Il suf­fit de quelques heures d’ap­pren­tis­sage pour com­men­cer à vo­ler en UFO-Foi­ler.

ré­ap­prendre. Il faut beau­coup de ré­ac­ti­vi­té à l’écoute car avec la vi­tesse, le vent ap­pa­rent change très vite. Mais aus­si ne pas hé­si­ter à cho­quer dans l’abat­tée tout en res­tant com­plè­te­ment à la contre-gîte pour per­mettre à l’UFO d’amor­cer le vol. Mal­gré plu­sieurs ca­ta­pul­tages en dou­ceur – c’est pour­quoi un équi­pe­ment de pro­tec­tion com­pre­nant casque, gants, chaus­sons et com­bi­nai­son est in­dis­pen­sable –, les sen­sa­tions sont tout de suite au ren­dez-vous et le vol ja­mais très loin même pour un dé­bu­tant com­plet…
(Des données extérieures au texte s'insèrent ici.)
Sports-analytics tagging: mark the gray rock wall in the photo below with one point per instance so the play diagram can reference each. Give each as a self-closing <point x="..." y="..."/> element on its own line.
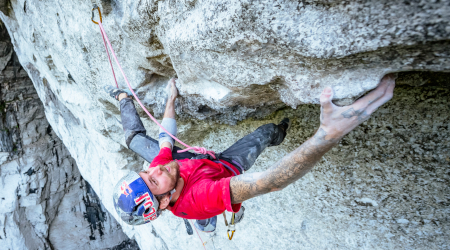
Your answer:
<point x="45" y="203"/>
<point x="238" y="62"/>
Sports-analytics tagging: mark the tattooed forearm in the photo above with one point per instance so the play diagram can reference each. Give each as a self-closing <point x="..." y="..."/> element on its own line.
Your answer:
<point x="286" y="171"/>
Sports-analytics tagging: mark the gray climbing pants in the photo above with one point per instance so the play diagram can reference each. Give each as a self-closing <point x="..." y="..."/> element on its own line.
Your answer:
<point x="241" y="154"/>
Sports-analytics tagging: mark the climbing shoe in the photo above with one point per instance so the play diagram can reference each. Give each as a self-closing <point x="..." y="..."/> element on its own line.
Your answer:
<point x="207" y="226"/>
<point x="115" y="92"/>
<point x="239" y="215"/>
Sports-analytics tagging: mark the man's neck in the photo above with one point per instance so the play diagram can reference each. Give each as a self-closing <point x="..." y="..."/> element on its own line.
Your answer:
<point x="178" y="189"/>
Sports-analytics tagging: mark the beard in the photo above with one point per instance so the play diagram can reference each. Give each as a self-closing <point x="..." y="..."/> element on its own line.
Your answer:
<point x="174" y="174"/>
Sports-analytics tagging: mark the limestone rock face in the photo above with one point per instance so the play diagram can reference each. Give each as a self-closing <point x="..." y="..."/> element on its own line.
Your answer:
<point x="385" y="186"/>
<point x="45" y="203"/>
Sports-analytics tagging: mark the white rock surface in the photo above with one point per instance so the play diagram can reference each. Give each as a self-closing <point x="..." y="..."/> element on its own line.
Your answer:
<point x="240" y="59"/>
<point x="44" y="202"/>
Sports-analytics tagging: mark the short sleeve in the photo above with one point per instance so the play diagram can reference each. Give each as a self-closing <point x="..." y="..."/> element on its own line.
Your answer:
<point x="213" y="196"/>
<point x="164" y="157"/>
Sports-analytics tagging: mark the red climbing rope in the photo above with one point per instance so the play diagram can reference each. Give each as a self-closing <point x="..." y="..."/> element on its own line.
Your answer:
<point x="199" y="150"/>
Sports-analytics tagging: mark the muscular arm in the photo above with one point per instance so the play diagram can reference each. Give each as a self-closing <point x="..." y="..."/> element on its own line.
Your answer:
<point x="335" y="121"/>
<point x="170" y="107"/>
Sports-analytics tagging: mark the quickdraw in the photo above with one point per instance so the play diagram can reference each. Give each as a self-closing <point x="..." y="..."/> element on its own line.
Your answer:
<point x="231" y="226"/>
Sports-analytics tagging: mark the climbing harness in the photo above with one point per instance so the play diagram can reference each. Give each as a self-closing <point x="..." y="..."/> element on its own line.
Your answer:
<point x="199" y="150"/>
<point x="231" y="227"/>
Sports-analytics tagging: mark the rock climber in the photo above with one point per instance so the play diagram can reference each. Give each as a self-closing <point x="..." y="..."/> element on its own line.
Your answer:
<point x="193" y="186"/>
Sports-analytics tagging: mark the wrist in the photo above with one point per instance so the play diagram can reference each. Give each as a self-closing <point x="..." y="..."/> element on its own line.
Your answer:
<point x="329" y="133"/>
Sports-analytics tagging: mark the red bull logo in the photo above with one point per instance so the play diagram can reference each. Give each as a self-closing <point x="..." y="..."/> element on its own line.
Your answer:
<point x="125" y="189"/>
<point x="148" y="203"/>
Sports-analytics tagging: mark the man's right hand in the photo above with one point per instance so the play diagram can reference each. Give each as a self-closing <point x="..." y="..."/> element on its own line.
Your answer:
<point x="339" y="121"/>
<point x="335" y="122"/>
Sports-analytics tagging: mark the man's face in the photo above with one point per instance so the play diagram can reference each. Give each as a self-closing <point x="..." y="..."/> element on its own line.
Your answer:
<point x="161" y="179"/>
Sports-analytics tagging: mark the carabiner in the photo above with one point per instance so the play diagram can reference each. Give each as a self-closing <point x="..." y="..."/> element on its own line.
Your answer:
<point x="99" y="13"/>
<point x="232" y="233"/>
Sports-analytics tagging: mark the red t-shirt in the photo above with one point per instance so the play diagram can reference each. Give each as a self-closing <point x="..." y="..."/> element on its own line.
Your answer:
<point x="206" y="190"/>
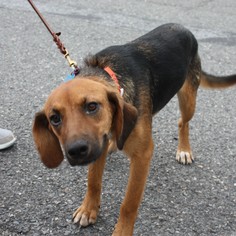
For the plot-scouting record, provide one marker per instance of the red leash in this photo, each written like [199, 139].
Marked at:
[56, 39]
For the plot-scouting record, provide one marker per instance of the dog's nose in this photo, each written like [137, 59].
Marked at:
[78, 149]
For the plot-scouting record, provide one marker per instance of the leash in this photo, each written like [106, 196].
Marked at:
[59, 44]
[65, 52]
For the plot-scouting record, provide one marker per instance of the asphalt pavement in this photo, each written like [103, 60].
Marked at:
[179, 200]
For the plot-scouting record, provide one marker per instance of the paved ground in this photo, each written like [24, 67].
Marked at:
[179, 200]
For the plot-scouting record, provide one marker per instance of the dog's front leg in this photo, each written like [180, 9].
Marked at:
[87, 213]
[140, 158]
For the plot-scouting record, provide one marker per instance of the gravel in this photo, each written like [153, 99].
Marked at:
[179, 200]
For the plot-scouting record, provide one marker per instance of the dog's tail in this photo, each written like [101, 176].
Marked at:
[212, 81]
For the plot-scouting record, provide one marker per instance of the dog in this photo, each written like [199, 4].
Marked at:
[110, 105]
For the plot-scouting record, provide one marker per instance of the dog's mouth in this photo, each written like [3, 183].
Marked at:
[81, 152]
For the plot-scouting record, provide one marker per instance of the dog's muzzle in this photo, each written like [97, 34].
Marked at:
[81, 152]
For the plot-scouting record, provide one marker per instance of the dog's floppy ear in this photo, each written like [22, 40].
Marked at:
[124, 119]
[46, 141]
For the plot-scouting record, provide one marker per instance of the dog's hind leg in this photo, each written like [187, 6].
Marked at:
[187, 102]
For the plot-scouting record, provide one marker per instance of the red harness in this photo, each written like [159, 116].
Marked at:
[114, 77]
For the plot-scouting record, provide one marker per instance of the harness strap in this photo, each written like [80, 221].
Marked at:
[112, 74]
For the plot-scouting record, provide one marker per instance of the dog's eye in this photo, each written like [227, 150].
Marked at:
[92, 107]
[55, 119]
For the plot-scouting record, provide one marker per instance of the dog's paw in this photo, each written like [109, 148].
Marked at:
[85, 215]
[184, 157]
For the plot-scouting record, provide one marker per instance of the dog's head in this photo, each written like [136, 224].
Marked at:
[80, 116]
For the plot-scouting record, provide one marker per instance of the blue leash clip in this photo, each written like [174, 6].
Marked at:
[72, 75]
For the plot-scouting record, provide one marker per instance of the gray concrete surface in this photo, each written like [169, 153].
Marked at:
[179, 200]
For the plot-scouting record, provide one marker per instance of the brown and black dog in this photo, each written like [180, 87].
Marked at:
[88, 117]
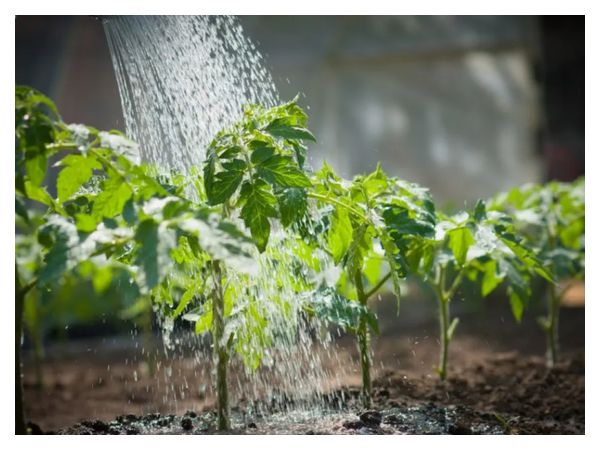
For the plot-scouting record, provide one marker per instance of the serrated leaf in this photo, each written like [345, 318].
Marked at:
[204, 322]
[78, 170]
[281, 128]
[333, 307]
[339, 236]
[102, 279]
[259, 205]
[490, 278]
[223, 185]
[186, 298]
[85, 222]
[110, 202]
[292, 205]
[282, 171]
[459, 241]
[36, 165]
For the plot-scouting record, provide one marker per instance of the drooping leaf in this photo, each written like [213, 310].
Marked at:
[339, 236]
[259, 206]
[292, 205]
[282, 171]
[459, 241]
[490, 278]
[281, 128]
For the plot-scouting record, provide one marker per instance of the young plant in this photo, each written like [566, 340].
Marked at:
[481, 246]
[551, 217]
[253, 172]
[359, 220]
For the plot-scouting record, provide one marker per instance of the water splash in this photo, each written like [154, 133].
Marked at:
[182, 79]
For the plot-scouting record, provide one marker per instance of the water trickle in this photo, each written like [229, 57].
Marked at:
[182, 79]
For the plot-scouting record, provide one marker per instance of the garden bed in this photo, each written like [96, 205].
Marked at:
[498, 383]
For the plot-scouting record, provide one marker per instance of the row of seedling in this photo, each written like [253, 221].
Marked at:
[178, 240]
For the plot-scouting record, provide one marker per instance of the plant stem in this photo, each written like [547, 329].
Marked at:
[552, 329]
[20, 427]
[220, 352]
[363, 343]
[378, 285]
[444, 311]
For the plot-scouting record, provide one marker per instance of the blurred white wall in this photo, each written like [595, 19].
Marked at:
[449, 102]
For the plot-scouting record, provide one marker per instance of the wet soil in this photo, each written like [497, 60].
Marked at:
[498, 383]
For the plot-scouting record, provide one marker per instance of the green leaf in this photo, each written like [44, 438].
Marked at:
[85, 222]
[36, 168]
[292, 205]
[339, 236]
[21, 209]
[186, 298]
[110, 202]
[78, 170]
[459, 241]
[281, 128]
[38, 194]
[333, 307]
[282, 171]
[479, 212]
[259, 205]
[60, 236]
[102, 279]
[490, 278]
[204, 322]
[153, 254]
[225, 183]
[261, 151]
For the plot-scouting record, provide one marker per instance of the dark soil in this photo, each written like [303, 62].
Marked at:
[498, 384]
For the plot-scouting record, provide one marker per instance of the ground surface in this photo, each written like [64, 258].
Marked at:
[497, 383]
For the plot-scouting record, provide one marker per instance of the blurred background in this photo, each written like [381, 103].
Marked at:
[440, 100]
[467, 106]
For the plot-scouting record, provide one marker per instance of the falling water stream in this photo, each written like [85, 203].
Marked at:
[182, 79]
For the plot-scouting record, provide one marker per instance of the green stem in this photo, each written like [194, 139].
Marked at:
[20, 427]
[552, 329]
[446, 327]
[363, 343]
[378, 285]
[444, 312]
[38, 356]
[220, 353]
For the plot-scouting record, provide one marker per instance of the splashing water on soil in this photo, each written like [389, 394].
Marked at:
[181, 80]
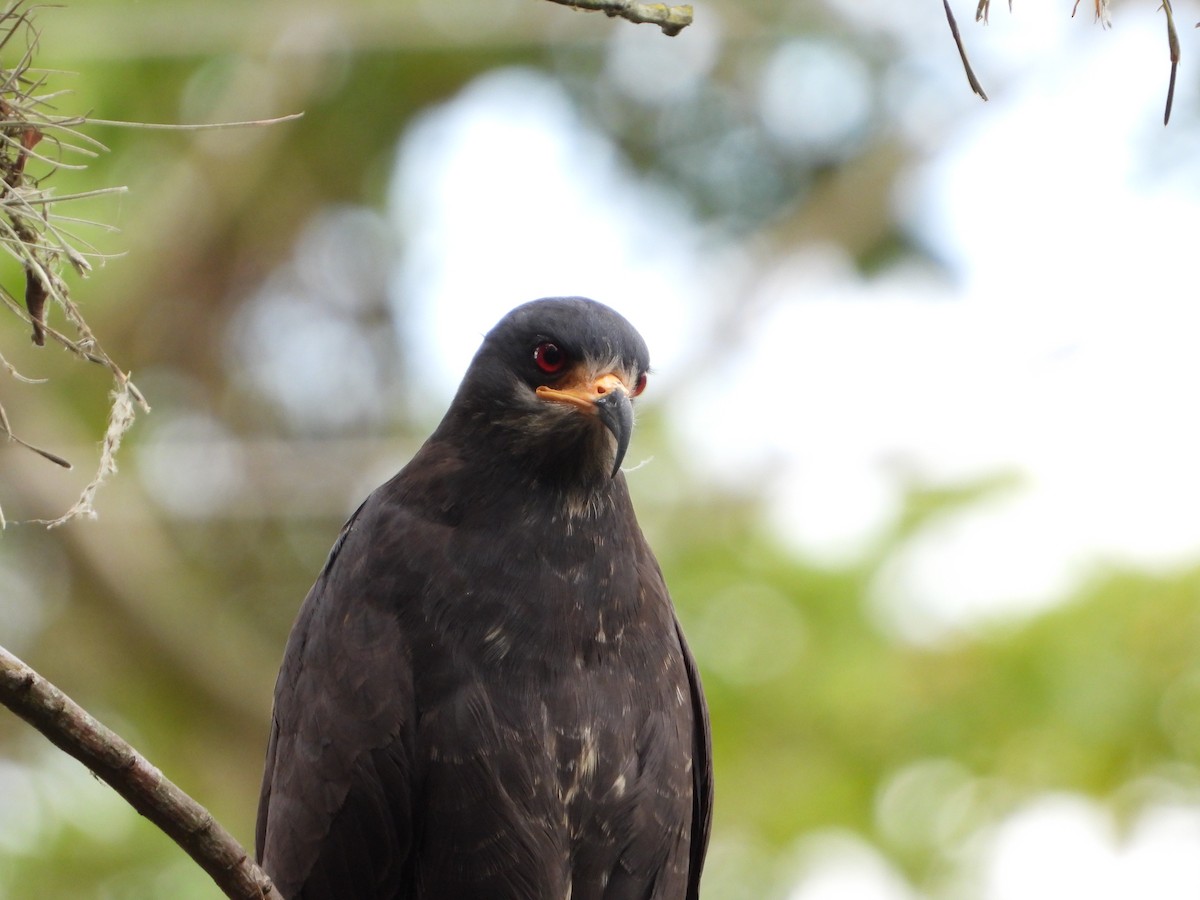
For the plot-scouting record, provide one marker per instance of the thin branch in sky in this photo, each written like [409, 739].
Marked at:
[672, 19]
[963, 52]
[70, 727]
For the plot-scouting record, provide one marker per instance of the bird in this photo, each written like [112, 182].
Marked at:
[487, 694]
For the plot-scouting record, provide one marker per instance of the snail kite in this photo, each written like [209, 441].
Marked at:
[486, 694]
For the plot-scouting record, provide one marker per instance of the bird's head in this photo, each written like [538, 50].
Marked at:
[552, 387]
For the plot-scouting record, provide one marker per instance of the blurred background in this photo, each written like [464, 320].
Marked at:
[918, 454]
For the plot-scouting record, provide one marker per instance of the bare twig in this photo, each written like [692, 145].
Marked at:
[963, 52]
[70, 727]
[1173, 45]
[672, 19]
UN FOI­LER QUI REND HEU­REUX

Nul doute qu’une de­mi-jour­née de pra­tique au­rait été suf­fi­sante pour ap­pré­hen­der la phase de vol. L’as­siette du ba­teau et la sta­bi­li­té en vol sont pi­lo­tées par le pal­peur d’étrave qui contrôle le vo­let d’in­ci­dence si­tué sur bord de fuite du foil avant. Le pal­peur d’étrave dé­tecte au­to­ma­ti­que­ment la dis­tance entre la coque et la sur­face de l’eau et cor­rige en per­ma­nence la po­si­tion du vo­let. En re­vanche, il est dif­fi­cile de vi­rer sans vi­tesse à cause d’un centre de dé­rive très avan­cé par rap­port au centre de voi­lure. On pour­ra tou­jours pri­vi­lé­gier l’em­pan­nage mais at­ten­tion au so­leil en sor­tie ! Je pré­fère ra­pi­de­ment lais­ser les pros s’y col­ler pour le plai­sir du spec­tacle. L’UFO se met alors lit­té­ra­le­ment à vo­ler au-des­sus de l’eau à plus de 15 noeuds sans for­cer, des pa­quets de mer ar­ro­sant ré­gu­liè­re­ment l’heu­reux tes­teur au mo­ment de re­tou­cher l’élé­ment li­quide. Alors certes, il est fa­cile à faire vo­ler mais épui­sant même pour des spor­tifs ha­bi­tués à une telle in­ten­si­té. Il faut dire que le vent so­laire souf­flant en ra­fales à plus de 20 noeuds n’était pas for­cé­ment le plus adé­quat pour une pre­mière ex­pé­rience. Pour au­tant, le sou­rire s’af­fiche sur tous les vi­sages et c’est avec re­gret que nous de­vons sif­fler la fin de la ré­cré… Avec une seule en­vie : re­com­men­cer au plus vite car l’UFO a tout pour plaire, ad­dic­tion as­su­rée !

Le grée­ment du UFO a des al­lures de planche à voile. La sim­pli­ci­té est de mise.

Pas de sou­ci par­ti­cu­lier lors de la mise à l’eau. Il fau­dra ce­pen­dant un peu d’eau sous la coque avant de des­cendre foils et sa­fran.